I know it was our intention to “fashion” our own family but suddenly, emotionally it felt like we actually had. I love Junior, he feels like mine just as Erin feels like Ben is hers. They are ours and being there together cemented a beautiful feeling between us. This is what our boys will know, two parent figures who love and support them, a wide community of family and friends and a home that feels…like home.

Now it’s you turn: so you tell us, we love stories at Fashioning Families. What have been your most memorable family times?

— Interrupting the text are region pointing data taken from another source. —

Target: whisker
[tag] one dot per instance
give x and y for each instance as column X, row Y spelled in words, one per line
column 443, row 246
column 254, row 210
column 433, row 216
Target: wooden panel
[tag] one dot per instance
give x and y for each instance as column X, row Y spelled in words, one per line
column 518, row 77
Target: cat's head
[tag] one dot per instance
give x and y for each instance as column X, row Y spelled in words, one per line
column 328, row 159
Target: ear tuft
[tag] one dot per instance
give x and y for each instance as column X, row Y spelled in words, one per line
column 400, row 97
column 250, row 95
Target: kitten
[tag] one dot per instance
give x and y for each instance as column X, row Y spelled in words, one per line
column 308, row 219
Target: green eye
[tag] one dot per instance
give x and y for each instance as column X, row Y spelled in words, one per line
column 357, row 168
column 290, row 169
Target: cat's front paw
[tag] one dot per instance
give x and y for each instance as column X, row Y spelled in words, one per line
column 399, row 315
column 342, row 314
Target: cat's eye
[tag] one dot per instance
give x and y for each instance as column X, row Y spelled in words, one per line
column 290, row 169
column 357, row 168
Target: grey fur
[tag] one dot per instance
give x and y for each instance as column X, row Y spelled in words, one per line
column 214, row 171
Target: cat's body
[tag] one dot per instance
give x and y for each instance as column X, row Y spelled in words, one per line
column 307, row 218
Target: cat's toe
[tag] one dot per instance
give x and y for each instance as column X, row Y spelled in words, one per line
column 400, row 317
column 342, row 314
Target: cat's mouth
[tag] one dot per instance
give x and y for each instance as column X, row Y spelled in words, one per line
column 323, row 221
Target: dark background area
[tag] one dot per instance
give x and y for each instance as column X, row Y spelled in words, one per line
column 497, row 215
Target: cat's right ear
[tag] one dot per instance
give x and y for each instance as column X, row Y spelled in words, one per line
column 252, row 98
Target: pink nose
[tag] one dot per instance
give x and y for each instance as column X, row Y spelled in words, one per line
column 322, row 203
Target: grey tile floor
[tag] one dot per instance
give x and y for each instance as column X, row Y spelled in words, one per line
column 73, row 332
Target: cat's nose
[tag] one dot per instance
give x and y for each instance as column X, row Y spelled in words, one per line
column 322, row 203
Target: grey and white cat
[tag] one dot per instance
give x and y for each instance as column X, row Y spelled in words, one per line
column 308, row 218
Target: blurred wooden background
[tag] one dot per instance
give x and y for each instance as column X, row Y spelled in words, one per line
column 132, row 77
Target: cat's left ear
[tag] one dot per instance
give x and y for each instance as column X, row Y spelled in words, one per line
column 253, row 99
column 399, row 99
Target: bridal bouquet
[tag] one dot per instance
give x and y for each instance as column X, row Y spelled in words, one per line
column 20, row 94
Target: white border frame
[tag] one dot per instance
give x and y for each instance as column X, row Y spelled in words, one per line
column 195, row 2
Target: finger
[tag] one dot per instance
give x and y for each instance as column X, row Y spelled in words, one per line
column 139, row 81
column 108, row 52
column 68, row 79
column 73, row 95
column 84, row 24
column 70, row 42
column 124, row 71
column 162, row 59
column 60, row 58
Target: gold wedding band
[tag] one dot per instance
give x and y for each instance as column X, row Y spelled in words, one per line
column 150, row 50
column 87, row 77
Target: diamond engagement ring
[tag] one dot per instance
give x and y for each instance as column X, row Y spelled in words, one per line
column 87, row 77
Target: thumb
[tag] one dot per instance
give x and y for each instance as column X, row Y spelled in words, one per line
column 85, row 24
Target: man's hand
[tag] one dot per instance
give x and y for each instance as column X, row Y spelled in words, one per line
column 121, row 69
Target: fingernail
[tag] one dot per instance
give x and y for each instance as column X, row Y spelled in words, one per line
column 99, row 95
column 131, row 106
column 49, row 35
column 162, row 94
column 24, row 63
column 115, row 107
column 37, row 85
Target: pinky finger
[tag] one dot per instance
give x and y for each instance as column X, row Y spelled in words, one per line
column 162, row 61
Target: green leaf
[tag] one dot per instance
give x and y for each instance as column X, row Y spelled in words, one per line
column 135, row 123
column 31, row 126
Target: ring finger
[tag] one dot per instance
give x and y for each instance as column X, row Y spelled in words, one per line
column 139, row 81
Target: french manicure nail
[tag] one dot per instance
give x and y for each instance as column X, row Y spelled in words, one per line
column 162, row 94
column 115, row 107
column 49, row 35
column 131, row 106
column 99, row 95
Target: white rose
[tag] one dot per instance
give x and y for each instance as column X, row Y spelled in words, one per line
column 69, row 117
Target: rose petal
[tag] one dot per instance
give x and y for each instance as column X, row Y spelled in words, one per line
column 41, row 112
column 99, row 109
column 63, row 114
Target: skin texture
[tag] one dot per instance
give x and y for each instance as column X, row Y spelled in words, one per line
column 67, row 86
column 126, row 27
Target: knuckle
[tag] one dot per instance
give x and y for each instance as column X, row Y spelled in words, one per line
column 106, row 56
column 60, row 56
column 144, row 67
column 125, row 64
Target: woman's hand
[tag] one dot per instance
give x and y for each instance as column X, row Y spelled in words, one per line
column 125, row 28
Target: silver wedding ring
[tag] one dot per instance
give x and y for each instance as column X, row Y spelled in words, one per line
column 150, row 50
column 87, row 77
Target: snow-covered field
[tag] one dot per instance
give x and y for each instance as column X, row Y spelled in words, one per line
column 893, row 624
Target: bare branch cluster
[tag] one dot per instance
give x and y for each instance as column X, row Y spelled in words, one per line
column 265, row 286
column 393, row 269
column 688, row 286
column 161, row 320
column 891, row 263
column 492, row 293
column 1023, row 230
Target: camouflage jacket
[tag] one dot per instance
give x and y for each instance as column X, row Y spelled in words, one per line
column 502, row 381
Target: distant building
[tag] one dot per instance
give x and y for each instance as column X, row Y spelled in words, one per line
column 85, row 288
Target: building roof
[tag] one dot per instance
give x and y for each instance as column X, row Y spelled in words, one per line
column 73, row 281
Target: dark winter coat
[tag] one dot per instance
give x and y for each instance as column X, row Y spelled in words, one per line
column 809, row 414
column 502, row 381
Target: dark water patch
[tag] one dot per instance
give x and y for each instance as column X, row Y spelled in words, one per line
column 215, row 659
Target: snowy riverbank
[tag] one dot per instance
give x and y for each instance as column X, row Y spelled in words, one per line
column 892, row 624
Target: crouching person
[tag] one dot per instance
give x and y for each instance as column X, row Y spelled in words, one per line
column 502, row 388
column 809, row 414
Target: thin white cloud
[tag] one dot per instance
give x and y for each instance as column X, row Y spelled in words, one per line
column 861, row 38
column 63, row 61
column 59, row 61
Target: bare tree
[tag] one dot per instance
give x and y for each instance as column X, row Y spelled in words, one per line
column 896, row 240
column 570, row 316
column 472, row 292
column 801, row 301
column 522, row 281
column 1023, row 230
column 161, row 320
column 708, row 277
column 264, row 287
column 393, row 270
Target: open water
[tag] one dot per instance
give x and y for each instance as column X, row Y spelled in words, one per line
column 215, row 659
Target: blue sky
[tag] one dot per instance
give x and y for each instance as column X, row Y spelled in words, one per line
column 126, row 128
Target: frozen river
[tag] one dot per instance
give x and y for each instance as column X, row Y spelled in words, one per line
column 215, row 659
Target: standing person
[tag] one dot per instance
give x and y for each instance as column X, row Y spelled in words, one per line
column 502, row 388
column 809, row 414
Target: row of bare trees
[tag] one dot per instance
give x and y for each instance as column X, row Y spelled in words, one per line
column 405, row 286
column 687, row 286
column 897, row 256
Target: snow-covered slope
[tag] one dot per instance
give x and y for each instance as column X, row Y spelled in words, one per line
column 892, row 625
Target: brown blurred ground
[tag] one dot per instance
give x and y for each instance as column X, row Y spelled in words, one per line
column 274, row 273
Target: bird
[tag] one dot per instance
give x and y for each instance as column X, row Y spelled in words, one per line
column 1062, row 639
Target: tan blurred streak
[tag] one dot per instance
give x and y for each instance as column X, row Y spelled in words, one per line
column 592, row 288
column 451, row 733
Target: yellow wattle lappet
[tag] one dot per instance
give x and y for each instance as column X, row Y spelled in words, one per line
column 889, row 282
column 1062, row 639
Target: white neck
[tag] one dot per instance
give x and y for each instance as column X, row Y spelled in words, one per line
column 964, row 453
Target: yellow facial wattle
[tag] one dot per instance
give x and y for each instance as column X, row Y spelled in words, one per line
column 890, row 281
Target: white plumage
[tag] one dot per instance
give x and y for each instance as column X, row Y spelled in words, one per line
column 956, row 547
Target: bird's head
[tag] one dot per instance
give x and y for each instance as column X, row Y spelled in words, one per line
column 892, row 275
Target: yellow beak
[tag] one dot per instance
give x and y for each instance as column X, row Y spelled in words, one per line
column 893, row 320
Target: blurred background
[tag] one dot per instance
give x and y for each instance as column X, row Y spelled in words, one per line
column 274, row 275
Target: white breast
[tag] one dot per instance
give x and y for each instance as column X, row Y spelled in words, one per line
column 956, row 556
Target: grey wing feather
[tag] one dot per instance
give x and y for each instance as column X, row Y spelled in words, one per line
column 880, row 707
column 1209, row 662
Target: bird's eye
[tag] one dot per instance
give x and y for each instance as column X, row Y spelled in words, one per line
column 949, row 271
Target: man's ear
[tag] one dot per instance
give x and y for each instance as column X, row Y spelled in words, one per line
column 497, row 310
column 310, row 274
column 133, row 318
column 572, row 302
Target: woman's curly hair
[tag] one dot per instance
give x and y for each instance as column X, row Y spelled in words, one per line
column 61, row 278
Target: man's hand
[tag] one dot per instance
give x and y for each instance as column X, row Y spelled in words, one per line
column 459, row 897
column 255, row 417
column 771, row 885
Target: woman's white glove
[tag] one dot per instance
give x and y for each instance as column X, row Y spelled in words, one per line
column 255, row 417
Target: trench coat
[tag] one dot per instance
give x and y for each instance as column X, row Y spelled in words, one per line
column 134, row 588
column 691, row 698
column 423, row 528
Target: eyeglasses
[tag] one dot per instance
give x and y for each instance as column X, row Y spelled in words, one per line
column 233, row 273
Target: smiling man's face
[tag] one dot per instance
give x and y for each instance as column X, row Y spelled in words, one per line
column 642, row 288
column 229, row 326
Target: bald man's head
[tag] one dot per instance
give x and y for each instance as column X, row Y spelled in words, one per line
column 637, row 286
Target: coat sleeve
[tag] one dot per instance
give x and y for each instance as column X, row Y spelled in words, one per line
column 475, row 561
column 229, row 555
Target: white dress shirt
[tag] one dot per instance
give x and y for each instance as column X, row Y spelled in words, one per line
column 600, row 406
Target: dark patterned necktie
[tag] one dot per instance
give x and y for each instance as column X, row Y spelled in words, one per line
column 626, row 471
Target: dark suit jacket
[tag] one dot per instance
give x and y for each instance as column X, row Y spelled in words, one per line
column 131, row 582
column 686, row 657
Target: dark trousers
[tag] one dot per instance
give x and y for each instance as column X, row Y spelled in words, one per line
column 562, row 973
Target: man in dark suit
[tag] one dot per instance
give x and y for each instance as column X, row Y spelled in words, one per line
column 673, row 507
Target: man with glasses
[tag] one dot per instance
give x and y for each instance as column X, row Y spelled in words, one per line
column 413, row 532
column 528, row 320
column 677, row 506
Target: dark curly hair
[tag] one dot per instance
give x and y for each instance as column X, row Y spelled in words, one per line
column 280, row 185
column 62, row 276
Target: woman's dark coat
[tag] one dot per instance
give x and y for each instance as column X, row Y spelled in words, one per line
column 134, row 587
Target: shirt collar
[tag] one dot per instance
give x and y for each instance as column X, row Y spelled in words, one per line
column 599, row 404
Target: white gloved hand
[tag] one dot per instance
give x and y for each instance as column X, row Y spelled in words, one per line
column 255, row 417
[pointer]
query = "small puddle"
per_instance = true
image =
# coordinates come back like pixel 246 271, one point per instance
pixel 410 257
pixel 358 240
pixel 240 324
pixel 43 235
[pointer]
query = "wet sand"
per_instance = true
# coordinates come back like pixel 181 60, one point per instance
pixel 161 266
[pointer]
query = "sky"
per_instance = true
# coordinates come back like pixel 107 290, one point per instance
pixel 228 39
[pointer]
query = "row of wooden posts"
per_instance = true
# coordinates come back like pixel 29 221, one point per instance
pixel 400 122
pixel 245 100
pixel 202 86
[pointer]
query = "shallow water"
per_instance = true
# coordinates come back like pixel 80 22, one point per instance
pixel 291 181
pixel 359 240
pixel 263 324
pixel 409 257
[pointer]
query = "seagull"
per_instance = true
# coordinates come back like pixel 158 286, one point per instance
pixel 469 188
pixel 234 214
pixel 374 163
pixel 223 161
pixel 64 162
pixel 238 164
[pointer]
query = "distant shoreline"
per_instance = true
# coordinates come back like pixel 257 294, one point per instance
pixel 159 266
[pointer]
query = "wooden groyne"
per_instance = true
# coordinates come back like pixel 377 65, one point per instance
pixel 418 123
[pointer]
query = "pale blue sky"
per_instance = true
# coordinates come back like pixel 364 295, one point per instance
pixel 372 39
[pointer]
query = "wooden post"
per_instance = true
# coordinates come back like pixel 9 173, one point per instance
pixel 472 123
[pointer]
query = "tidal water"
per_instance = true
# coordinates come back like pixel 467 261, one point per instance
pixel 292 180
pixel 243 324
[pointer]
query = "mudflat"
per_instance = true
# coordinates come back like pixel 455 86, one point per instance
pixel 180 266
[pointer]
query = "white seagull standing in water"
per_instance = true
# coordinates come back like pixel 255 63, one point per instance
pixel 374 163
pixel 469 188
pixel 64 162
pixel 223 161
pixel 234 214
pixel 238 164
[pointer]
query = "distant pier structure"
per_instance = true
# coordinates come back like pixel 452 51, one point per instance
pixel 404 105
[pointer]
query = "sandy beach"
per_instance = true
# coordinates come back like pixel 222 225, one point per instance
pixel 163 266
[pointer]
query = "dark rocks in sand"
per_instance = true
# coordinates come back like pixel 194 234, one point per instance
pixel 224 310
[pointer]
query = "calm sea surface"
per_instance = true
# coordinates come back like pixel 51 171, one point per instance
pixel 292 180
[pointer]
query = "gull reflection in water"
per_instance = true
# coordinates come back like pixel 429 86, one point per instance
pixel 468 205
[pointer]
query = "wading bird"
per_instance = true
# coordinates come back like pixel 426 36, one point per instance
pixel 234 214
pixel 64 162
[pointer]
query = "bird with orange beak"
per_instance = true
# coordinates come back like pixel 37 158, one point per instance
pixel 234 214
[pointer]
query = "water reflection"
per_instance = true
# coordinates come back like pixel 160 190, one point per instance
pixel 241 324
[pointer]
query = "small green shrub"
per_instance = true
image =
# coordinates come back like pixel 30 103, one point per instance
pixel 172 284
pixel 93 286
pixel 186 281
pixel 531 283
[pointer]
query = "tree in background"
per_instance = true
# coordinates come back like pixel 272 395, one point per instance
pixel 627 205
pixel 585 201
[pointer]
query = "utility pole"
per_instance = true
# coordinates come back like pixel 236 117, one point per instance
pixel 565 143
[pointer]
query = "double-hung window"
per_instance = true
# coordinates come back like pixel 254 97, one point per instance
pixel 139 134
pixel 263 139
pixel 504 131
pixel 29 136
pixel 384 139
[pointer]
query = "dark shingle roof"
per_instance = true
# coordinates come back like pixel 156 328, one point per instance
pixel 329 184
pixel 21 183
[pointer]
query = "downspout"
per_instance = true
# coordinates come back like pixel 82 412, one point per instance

Queer single mom Kelly here. There so much to be grateful for in this world. So much love and care and compassion just waiting for someone to reach for it. I am grateful for this journey, I am so grateful that Erin and I found a place to create a new kind of family together. I am so grateful for the peace she felt with her decision to try and become a single mother, and I am absolutely at peace with my decision to sell the house that was literally falling down around me and make a new home with a second parent figure for my child.
I became a widow when I was 34 years old and my son was only 19 months. It was a very brief illness leading up to the death of my wife and none of us were prepared for that. I have struggled to try and talk to Ben about Kara and it is only now at the age of seven it is really starting to sink in how much he has lost as well. The joys of living with another adult do mostly make me feel supported and understood but there are nights where I just want to shut myself in my apartment with my pain and try and move through the weight losing a spouse.